One of the Olims' key challenges will be competition. CDs are the first "proven" Internet merchandise, so everyone is going to jump into the game. The winner will be the company that finds the best way to use the technology to enhance the customer's experience. CDnow should focus on what Jason calls "adding value" and on what I call building a brand.
Director of Internet commerce at International Data Corp., in Framingham, Mass.
CDnow is a sterling example of how the Web allows start-ups to come from nowhere and capture a significant share of media and consumer interest. Because it does business on the Web, CDnow can act like a national or even a global distributor, with low overhead and fast delivery. But there are no barriers preventing new start-ups or giant corporations from copying the company's success. That is the value paradox of the Web: anyone can create a storefront, but no one can create dominance.
In the future, Web storefronts such as these may turn over much higher volumes of business, thus generating greater margins for their owners. But that day will not come until consumers are comfortable with making credit-card purchases on-line, and that confidence will come as more large corporations enter this channel. CDnow and other young companies need to stay in the game long enough and remain distinctive enough to rise with the tide of on-line commerce. CDnow's experience to date suggests that it can go the distance.
President of N2K Inc., in Wayne, Pa., which operates Music Boulevard, a Web retailer
I would not underestimate the competitive advantages rooted in spirited and creative entrepreneurship, nimbleness, responsiveness, plain old hard work, and being early to market -- all characteristics of CDnow.

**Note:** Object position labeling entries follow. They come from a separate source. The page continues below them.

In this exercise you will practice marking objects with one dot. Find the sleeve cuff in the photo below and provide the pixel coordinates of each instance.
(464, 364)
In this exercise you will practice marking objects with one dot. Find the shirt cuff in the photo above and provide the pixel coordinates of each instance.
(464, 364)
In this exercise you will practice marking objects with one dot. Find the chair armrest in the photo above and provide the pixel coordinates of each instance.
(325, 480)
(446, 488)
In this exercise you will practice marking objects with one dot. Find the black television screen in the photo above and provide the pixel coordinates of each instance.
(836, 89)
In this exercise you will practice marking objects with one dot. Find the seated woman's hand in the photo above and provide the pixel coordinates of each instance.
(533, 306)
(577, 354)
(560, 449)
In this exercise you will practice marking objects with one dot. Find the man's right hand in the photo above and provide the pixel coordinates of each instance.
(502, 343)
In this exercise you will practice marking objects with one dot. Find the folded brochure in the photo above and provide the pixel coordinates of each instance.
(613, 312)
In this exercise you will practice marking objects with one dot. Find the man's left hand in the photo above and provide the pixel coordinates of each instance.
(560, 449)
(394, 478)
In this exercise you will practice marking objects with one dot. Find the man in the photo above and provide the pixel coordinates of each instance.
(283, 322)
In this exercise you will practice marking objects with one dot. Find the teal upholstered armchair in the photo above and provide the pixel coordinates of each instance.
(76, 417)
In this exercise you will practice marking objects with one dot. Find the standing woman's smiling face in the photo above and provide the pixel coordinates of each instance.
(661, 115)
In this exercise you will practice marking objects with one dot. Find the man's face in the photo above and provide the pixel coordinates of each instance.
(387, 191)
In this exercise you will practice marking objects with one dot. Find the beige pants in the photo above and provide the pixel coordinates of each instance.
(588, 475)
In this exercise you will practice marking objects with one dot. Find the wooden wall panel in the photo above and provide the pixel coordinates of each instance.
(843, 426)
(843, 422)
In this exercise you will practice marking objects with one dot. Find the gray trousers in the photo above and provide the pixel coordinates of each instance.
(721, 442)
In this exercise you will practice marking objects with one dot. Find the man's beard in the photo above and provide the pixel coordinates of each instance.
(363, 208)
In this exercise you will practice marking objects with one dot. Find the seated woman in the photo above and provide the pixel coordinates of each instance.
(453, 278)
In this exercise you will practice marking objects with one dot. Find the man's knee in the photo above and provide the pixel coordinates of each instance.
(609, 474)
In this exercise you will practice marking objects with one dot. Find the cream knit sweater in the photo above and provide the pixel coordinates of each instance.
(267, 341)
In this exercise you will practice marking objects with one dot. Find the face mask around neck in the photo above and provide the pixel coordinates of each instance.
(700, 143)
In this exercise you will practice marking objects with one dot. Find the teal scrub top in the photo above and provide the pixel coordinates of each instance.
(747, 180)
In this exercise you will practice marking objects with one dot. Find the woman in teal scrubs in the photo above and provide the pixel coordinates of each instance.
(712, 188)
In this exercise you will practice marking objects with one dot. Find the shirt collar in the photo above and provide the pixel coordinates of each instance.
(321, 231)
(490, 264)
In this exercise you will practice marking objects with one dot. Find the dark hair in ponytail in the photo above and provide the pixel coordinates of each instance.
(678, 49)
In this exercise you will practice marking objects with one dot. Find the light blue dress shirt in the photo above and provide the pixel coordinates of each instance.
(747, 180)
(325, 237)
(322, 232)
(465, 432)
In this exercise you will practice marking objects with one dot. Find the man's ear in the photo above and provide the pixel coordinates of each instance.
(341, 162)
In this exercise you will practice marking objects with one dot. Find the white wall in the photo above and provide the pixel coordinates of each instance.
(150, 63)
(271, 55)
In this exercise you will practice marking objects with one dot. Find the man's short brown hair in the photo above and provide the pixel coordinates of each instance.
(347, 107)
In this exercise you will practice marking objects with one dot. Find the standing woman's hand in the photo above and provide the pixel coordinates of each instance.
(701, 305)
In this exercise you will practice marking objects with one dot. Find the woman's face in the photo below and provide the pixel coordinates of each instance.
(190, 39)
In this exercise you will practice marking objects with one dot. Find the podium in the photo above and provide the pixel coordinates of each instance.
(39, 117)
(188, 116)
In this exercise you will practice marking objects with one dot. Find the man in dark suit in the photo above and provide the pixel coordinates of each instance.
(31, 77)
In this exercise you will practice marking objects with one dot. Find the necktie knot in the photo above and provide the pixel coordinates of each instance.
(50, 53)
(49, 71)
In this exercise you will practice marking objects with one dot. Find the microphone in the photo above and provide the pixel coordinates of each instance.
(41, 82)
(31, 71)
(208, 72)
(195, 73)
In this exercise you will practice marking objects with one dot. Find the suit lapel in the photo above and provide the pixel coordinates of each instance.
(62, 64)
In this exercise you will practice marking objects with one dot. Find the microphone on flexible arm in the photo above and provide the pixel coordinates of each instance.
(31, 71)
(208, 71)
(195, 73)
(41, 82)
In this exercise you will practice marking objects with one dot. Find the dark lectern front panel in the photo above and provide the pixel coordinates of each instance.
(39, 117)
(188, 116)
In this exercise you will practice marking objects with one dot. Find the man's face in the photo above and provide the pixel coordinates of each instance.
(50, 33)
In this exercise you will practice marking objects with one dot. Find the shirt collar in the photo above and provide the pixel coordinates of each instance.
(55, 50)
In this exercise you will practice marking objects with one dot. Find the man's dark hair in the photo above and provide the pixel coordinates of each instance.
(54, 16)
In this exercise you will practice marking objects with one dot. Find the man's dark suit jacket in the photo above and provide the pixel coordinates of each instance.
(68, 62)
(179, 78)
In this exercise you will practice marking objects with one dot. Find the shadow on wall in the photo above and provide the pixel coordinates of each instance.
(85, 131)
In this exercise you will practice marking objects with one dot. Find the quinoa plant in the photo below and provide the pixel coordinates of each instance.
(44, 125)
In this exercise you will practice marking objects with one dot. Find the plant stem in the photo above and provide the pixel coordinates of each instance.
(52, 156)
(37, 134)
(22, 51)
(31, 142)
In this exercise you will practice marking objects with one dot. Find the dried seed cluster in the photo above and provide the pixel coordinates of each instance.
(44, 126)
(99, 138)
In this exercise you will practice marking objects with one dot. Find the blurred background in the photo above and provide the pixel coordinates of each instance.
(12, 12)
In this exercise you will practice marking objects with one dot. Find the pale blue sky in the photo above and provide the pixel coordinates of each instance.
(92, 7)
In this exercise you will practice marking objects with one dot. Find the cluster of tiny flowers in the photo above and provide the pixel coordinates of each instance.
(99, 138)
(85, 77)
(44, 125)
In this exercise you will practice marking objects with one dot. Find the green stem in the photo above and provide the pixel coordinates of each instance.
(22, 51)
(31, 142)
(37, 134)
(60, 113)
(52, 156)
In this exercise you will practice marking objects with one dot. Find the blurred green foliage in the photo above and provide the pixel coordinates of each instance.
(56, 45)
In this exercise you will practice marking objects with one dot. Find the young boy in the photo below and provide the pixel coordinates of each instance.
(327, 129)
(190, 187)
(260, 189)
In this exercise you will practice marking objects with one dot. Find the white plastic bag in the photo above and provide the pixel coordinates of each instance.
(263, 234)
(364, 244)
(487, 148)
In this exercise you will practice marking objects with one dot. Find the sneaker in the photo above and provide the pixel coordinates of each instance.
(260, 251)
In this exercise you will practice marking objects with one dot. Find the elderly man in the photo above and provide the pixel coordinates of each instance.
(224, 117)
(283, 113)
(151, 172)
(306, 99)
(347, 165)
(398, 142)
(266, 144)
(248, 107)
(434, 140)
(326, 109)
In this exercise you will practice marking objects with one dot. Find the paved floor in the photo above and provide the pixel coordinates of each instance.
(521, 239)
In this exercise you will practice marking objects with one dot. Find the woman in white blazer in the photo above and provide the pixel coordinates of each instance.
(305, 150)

It's going to be very tough, however, for the small, under-resourced competitor. Getting big fast is critical, and that takes access to resources -- people and money. Sustainable, long-term competitive advantages will be built around value propositions that are different from those existing today. CDnow and other companies will have to create revenue streams from sources other than the sale of CDs and advertising.
I also would not underestimate the competitive advantages derived from years of on-line experience, leadership and management from seasoned industry executives, valuable strategic alliances, innovative distribution relationships, proven technology infrastructure, and substantial financial and technical resources -- all characteristics of our company.
President of the National Association of Recording Merchandisers, in Marlton, N.J.
There are already data suggesting that computer users are often active music buyers. Also, the recent explosive growth in mail order and the direct-mail marketing of music should enhance CDnow's niche.
On the downside, price-driven search engines that allow shoppers to check the whole Web for the lowest price could quickly put pressure on CDnow's already slim margins. Second, traditional music retailers have been adding interactive kiosks that offer increasingly detailed information about records, including those the retailer may not stock, and listening stations that allow customers to sample the music. Those innovations may combine to devalue the value-added aspects of CDnow's Web site. Third, well-established brand names -- Sony Music, Tower Records -- will undoubtedly provide some well-financed competition, putting pressure on the uniqueness of the CDnow concept.
I would urge CDnow to carefully identify its future focus. For example, I'd be looking closely at offering games and other multimedia software through the on-line store. The browser software should work well for those products, and there are probably software distributors willing to play the same fulfillment role that CDnow's music suppliers do now.